Surprising a lot of people, her family included, the youngest Pataudi kid took up a 9-to-5 job with a financial giant and moved to Mumbai, where colleagues would often quiz her on her unconventional career choice; she had her eyes on a secured position in the MNC’s London-based headquarters.
But things didn’t roll out the way she had imagined, and the monotony of the profession started to get under her skin. It was during this time, ace film actor and director Amol Palekar approached her with a movie he was planning to make. Based on Rajasthani folklore, the film would feature Soha essaying the character of a rural village bale, draped in the native regalia.
The costume drama could have been the perfect debut for Soha, exhilarated about which, she put down papers in her organisation, only to gather that Amol Palekar had had a change of heart and would now approach this project in a new light. The film was released later with Shah Rukh Khan and Rani Mukherjee in lead roles. You guessed it right, it was Paheli.
Soha, on the other hand, had ended up jobless and alone in Mumbai. Around this time she was offered the movie, Dil Maange More. It had three female characters contesting each other to win one man played by Shahid Kapoor. After the narration, she was asked to choose from any of the three characters and she picked the role of Neha, an aspiring air hostess who breaks up with her college-time-sweetheart to make a career in the aviation industry and pursue a better life in a city.
“I chose Neha because she is ambitious. At the young age of 21, she chooses her career over her boyfriend. It was again a wrong decision taken by me because in Hindi films, actresses keep their partner over any other thing,” shares the actress.

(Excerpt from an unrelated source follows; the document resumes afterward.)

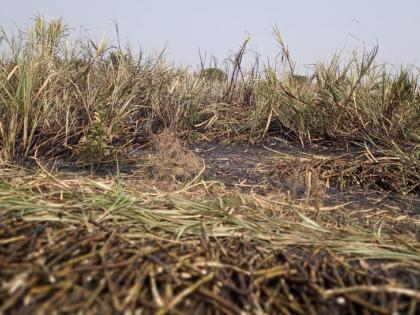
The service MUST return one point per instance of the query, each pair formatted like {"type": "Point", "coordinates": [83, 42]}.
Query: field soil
{"type": "Point", "coordinates": [66, 265]}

The thing with Bollywood is, the one who gets to keep the hero in the end, is always the lead actress. Others finish as supporting cast. That is exactly what happened with Soha. She was the second or the third lead in her debut while Ayesha Takia won all praise as the “heroine”.
But we doubt Soha would have had it any better even as the one who kept the hero at the end. Dil Maange More panned badly at the box office. Perhaps four people saw that film and all four wanted a refund. Actually, no. We are exaggerating. But you get the idea. The reviews were horrible, critics had ripped the movie asunder, and shown no mercy toward the debutant actress either.
One critic wrote that she looked like her mother but acted like her father. This turned her so upset, she buried herself in the pillow for hours with her mobile switched off, imagining the whole world must be laughing at her. Elder brother Saif came to her rescue, took her out for a nice meal that day, and broke down to her the ways of Bollywood.
Soha’s performance in Rang De Basanti, that released two years later, was widely appreciated. She then went on to essay subtle roles in serious films, and glimpses of her iconic mother flickered through her expressions often.
She could never attain a star status others in her family enjoy, now Kareena Kapoor Khan added, but with time proved herself to be a bankable actress. Barring a few selected ones, the mother of one has now distanced herself from the movies and has ventured into other mediums of self-expression. Her first film, Dil Maange More remains to be a decision she rues to date, nevertheless.